Democrat’s best bet is to focus Senate time on passing a package that includes temporary reauthorizations of the National Flood Insurance Program, the Temporary Assistance for Needy Families (TANF) program, the Supplemental Nutrition Assistance Program (SNAP) 15% Benefit Increase, and a Continuing Resolution to fund government with all programs extended through December 10th. Such a package would include a supplemental appropriations bill for Hurricane Ida and emergency funding for US territories Medicaid programs along with a debt ceiling pause through December 10th. Though the latter debt ceiling request may be a bridge too far for some in the GOP.

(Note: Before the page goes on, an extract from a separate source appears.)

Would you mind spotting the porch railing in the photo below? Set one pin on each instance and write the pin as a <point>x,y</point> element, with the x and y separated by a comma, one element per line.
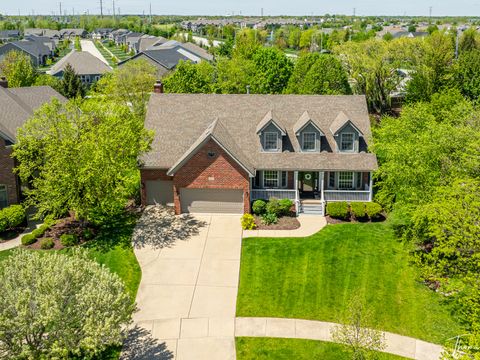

If the Senate is able to pass a package similar to the one above while the House finalizes its Recon 2 bill, the House will be able to clear a significant portion of Congress’ legislative to do list while the Senate debates the Recon 2 bill. But if the Senate does not pass a Recon 2 bill by September 27th, the date the House has made a nonbinding agreement to vote on the BID, House progressives may withhold their support to ratchet up pressure on the Senate to deliver their version of Recon 2. At this point in the process, there are four general scenarios (ranked below from best-case for legislative success to worst-case) for how Democrats manage their differences before October 1st:
1. Senate works with progressives on a compromise with a topline spending figure in the $2.5 trillion range with offsets around $1.5 trillion, resulting in a ten-year deficit increase of just under $1 billion and – ostensibly – will be deficit-neutral over a 15 or 20 year-period. The Senate passes this Recon 2 compromise, followed by passage of both the Senate Recon 2 bill and the BID in the House by October 1st.
2. No Senate Recon 2 deal with House by October 1st, House cannot secure enough votes to pass BID by October 1st, but Congress passes a temporary extension of the federal highway and transit programs to prevent a shutdown and buy more time to negotiate a deal similar to the compromise described in scenario 1.
3. No Senate Recon 2 deal with House, but House is able to use GOP votes and/or progressive defectors to pass BID by October 1st.
4. No Senate Recon 2 deal with House by October 1st, and the House is not able to secure sufficient votes for the BID, resulting in the shutdown of the federal highway and transit programs (the Surface Transportation Reauthorization). In-fighting consumes the Democratic caucus, and Republicans capitalize on Democrat’s poor-governance and lack of unity.